Well, every party has its pooper, and on this particular blog hop at least (click on Writer’s Blog Hop in the right-hand column to take you to the blogs of other participating writers), the pooper appears to be me. Which writing tools do I use? Do Microsoft Word and my imagination count? If not, I’m going to offer as much here on tools as I did on the goal-making process in the first post on this blog hop tour (see “Goals. Schmoals.” posted on Monday, January 13, 2014).
Did you know that in the 1950’s the U.S. government formed a committee to investigate how, with the rise of technology aimed at simplifying their lives, people were going to spend all the free time they suddenly had on their hands?
From our vantage point in 2014, we laugh at that, given what we now know: that all that technology purportedly designed to simplify our lives has actually ended up complicating it beyond all reason and comprehension.
Today we suffer, not from too much time on our hands, but from too much stress, too much information, too much exposure (of ourselves to everyone else, and everyone and everything else to us), too little downtime, and far too little face-to-face interaction with other human beings.
All this to say that, in my humble opinion, while technology can be a wonderful thing, it can also add unnecessary stress to our lives, complicating what was initially (and for thousands of years) a relatively simple process. Like writing.
Scrivener. Evernote. Dropbox. Livescribe. Storify. Skyword. Enso writer. Textilus. Zoho Writer. I hear these words over and over, and they run through my mind like the exotic names on the spice bottles in the international aisle at the supermarket. Sure, they sound intriguing. Sure, they may add zest and flavour. But is it worth taking the chance that my digestive system may be thrown completely out of whack if I try them out? Umm, no. And frankly, I’m not about to rush out and test any of those exotic spices either.
And so I have, thus far, resisted jumping onto the writing tools bandwagon.
I admit there are times when I do glance out my window as one of those aforementioned bandwagons drives by, loaded with cheering passengers all waving brightly coloured flags and lustily singing songs extolling the virtues of a brand new product, service or idea, and a twinge of curiosity ripples through me. This is generally followed by a hint of regret as I watch the wagon rumble off into the distance and disappear. Inevitably though, both the curiosity and regret fade, replaced by relief—as I settle back onto my desk chair with a sigh—that I don’t have to experience yet another learning curve, or spend days or weeks or months attempting to force my already near-saturated brain to absorb new information.
I can just write.
(Just as an aside, in case you wonder if I ever actually get anything done when I refuse to spend countless hours laying out my goals and every step I am going to take to achieve them, or acquiring and attempting to figure out every bit of writing software out there, I did finish three books last year and sign with an agent, so it can be done.)

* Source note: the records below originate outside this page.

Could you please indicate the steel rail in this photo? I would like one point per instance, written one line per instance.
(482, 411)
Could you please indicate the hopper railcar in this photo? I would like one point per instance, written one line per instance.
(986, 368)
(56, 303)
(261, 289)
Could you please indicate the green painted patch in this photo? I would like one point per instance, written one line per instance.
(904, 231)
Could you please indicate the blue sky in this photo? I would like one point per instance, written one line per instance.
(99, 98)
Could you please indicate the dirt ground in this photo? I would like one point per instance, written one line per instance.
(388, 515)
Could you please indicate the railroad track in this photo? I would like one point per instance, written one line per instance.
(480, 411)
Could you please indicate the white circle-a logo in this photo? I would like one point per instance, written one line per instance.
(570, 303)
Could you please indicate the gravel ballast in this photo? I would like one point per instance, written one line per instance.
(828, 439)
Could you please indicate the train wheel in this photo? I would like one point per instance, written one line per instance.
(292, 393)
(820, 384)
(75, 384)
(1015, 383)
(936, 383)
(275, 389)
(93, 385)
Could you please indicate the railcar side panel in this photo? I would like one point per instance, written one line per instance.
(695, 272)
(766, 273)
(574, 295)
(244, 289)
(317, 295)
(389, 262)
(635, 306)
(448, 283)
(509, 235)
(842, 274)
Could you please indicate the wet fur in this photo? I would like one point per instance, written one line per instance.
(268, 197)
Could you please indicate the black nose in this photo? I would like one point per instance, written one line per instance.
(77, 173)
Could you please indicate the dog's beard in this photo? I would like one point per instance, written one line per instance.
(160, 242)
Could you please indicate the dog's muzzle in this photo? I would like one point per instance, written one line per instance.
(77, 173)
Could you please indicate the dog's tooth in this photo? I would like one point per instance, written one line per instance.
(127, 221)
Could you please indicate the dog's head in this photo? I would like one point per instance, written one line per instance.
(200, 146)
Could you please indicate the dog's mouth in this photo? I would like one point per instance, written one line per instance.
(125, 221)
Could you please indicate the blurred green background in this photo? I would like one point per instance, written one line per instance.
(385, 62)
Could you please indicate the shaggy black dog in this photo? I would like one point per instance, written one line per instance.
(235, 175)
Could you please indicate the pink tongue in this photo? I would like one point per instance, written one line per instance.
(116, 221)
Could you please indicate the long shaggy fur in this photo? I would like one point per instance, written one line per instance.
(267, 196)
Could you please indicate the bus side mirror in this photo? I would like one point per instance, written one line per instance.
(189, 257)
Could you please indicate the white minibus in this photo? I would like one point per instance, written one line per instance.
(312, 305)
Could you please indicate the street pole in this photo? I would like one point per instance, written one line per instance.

I’m not a contrarian by nature, although my mother, who carried around her handy—and well-worn—pocket-sized reference guide to James Dobson’s The Strong-Willed Child while I was growing up may disagree. (I’m kidding; there is no handy, pocket-sized reference guide to The Strong-Willed Child, although now that the whole what-goes-around-comes-around thing is happening to me, I can’t help thinking that a guide like that is a tool I WOULD love to get my hands on.) But I digress. The point is, for now anyway, I choose to remain obstinately oblivious to the vast array of writing tools available out there.
While I remain a conscientious objector—to this brand of technology at least—I’m the first to admit there may be very good reasons for jumping onto this particular bandwagon. The other writers on this blog hop are all intelligent, creative, beautiful women whom I admire greatly. The fact that they have no doubt been regaling you with descriptions of the tools that have transformed their lives and writing careers completely is reason enough for me to pause and wonder if I might just be missing out on something I am in vital need of after all.
Just for a moment, though. Then I will let go of that thought, turn off the computer and utilize the time I might otherwise have spent going through reams of instructions on how to use the latest bit of writing software actually interacting, face-to-face, with the other human beings I am blessed to call my family and friends.